We here in the USA continue to live in a vortex of pandemic, economic crisis, social protests, and Trump's continuous and major threat to our democratic system.  The period from now until 2021 may be the last time in my life that I live beyond the grip of an authoritarian regime.  Conversely, if Trump is thrown out of office, it may signal a reformation, a bright epoch for equality, rights, decency, and democracy.  The USA is the wealthiest country and has the strongest military.  It isn't far-fetched to argue that as the US tilts, so tilts the globe.  The fate of humanity-- --autocracy or democracy--hangs in the balance during these precarious, tumultuous months. 

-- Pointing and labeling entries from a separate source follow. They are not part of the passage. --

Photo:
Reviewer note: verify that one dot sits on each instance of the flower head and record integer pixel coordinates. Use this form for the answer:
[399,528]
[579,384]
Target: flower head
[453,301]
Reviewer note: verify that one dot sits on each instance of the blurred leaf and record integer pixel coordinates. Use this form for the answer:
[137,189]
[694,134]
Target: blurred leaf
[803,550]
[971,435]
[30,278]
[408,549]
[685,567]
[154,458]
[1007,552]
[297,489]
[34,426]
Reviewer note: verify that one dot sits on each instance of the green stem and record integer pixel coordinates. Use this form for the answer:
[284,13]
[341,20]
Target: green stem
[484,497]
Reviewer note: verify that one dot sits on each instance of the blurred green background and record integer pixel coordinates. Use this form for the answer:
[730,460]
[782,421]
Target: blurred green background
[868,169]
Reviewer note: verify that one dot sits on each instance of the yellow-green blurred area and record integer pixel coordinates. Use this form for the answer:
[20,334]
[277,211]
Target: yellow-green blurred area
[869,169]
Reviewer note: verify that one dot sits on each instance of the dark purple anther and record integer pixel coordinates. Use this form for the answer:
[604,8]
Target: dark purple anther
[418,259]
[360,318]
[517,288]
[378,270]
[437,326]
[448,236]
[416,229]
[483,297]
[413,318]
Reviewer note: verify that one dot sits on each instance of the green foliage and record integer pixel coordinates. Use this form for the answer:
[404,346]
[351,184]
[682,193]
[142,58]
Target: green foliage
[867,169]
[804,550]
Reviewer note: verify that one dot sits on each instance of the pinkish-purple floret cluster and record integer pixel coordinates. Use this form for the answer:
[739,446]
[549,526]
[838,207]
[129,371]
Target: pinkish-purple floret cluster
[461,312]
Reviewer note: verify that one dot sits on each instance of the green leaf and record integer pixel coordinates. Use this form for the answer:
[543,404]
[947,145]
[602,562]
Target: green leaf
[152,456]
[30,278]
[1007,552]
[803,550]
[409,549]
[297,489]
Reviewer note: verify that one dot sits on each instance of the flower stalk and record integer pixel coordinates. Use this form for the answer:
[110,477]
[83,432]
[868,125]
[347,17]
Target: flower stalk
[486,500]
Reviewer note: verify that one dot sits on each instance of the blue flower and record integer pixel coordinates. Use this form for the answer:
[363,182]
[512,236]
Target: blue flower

To be clear, autocracy as present in the USA includes:  White nationalism, fascism, racism, sexism, islamophobia, homophobia, xenophobia, kleptocracy, plutocracy, and the monarchic worship of hate-mongering demagogue who, by clinical standards, is both a narcissist and a sociopath.

Indeed, part of what has crippled me mentally is the fact that so many people could bow down to such a repulsive figure, when by resisting him they could live such better lives and more noble lives, and also found a quality future for their children.  For instance, we could have good government healthcare--but instead, more than half of our White population fixates on imaginary problems related to supposed dangers posed by immigrants and Black people.

Democracy, in contrast to Trumpian autocracy, is indeed, as Joe Biden, the Democratic candidate for President, put it, on the side of Light.  For instance, Biden's Vice-Presidential pick is a Black woman (who also has Indian heritage).  Yes, this alone is a magnificent thing, all by itself.  If that comes as a surprise, you aren't engaging the full virulence of racism and sexism in this country.  

Aside from all that, Kamala Harris, the VP candidate, is inspiringly and outstandingly competent.

Although for years I've been warning about the rise of fascism, this blog being one of my standard soapboxes, I find it very different to face what's going on directly, rather than just writing about it with foresight.  Intellectually,  sure, I saw this coming.  Psychologically, I can't come to grips with how quickly the Republican leadership sold out our values, whether in abject cowardice, or simply lust for their rung in the hierarchy.  Either is awful.  Either is despicable, dreadful, pitiable and infinitely sad.

As for me, my writing time is more precious than ever.  Most of what time I have, I put into my novel.  I'll be finishing the current draft soon, the fourth draft, and then I'll read it through out loud, one last time.  I work on it every day, even during the teaching semesters, except when a migraine headache looms.  I have to stop then.  The migraines are absolutely debilitating.  I'm talking paralytic pain.  No light, sound, or movement allowed.

I do think it will be a great novel.  It deserves to reach the world and to change it.  Desert, of course, doesn't translate into success.  I did write it to be stimulating and engaging and I'll market it aggressively.  In any case, it is something I've always wanted to do--the extreme exercise of my mental potential for the greatest challenge I could possibly face.  The content has been as soul-draining as validating.   It has plundered my passionate, social, and spiritual riches.  There is a higher statement buried in the dual plot.  This statement is sotto voce and it is not pure or innocent.  It gets heavily challenged, diluted, and suffers within the drama, love, war, beauty, monstrosity and apocalypse.

As I see it, my purpose is to finish this novel, whatever the financial or other expense.  It's not merely selfish.  I am no better than anyone else, but no worse either.  And to the extent that we can throw ourselves into the ordeals of prophets, channeling something greater than our carnal needs--aspects of art, good, and collective conscious--I consider myself a prophet. 

I am also, still, a poet, writer, thinker and ethicist.  My head is full of thoughts.  They bustle through, quite impatient.  My hope for this blog, at this juncture, is merely to share some of those thoughts in a brief format.  Maybe they will be useful to someone 'out there'.   Even if not, at least I'll relieve some of the pressure on my bulging, scattered, inefficient brain (A brain I love by the way, though I'm no Albert Einstein or Mary Shelley).